Pedro Fonseca

Personal information
- Date of birth: 20 May 1997 (age 28)
- Place of birth: Rio de Janeiro, Brazil
- Height: 1.73 m (5 ft 8 in)
- Position(s): Winger, forward

Team information
- Current team: Charlotte Independence
- Number: 77

Youth career
- 2015–2016: Fluminense
- 2016: → Espanyol (loan)
- 2016: → Marítimo (loan)
- 2016–2018: FC Golden State Force

College career
- Years: Team / Apps / (Gls)
- 2018–2021: Louisville Cardinals / 48 / (15)

Senior career*
- Years: Team / Apps / (Gls)
- 2016–2021: FC Golden State Force / 28 / (21)
- 2022: Real Monarchs / 20 / (7)
- 2023–2024: South Georgia Tormenta / 51 / (13)
- 2025–: Charlotte Independence / 7 / (0)

= Pedro Fonseca (footballer) =

Brazilian footballer (born 1997)

Pedro Fonseca (born 20 May 1997) is a Brazilian footballer who most recently played as a winger for Charlotte Independence in the USL League One.

== Career ==
=== Youth ===
Fonseca was born in Rio de Janeiro, and spent time with the academy side at Fluminense, before spending spells on loan in Spain with Espanyol and later with Portuguese side Marítimo in 2016. Fonseca then made the decision to move to the United States, whilst also studying in Brazil, with the plan to play college soccer when he graduated. Whilst in the United States, Fonseca joined FC Golden State, appearing for the team in the USL PDL, helping them win the Western Conference title in 2017 and playing in the Lamar Hunt U.S. Open Cup against LA Galaxy in 2018.

=== College ===
In 2018, Fonseca committed to playing college soccer at the University of Louisville. In four seasons with the Cardinals, Fonseca went on to make 48 appearances, scoring 15 goals and adding 16 assists. He was named All-ACC First Team and United Soccer Coaches All-South Region Second Team in 2021, and All-ACC Second Team in 2020.

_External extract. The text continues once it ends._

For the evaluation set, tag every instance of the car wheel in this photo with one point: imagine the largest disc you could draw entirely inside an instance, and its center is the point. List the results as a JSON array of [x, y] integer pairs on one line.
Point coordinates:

While at college, Fonseca continued to appear for FC Golden State Force in both the USL League Two, formerly USL PDL, and the National Premier Soccer League.

=== Professional ===
On 11 January 2022, Fonseca was selected 53rd overall in the 2022 MLS SuperDraft by Real Salt Lake. On 9 February 2022, Fonseca signed with Salt Lake's MLS Next Pro side Real Monarchs. During the 2022 season, Fonseca went on to make 20 appearances for the Monarchs, scoring seven goals and tallying four assists, earning him the Most Valuable Player award for the club at the end of the year.

On 26 January 2023, Fonseca signed with USL League One side South Georgia Tormenta on a two-year deal.

On 6 June 2025, Fonseca joined USL League One side Charlotte Independence.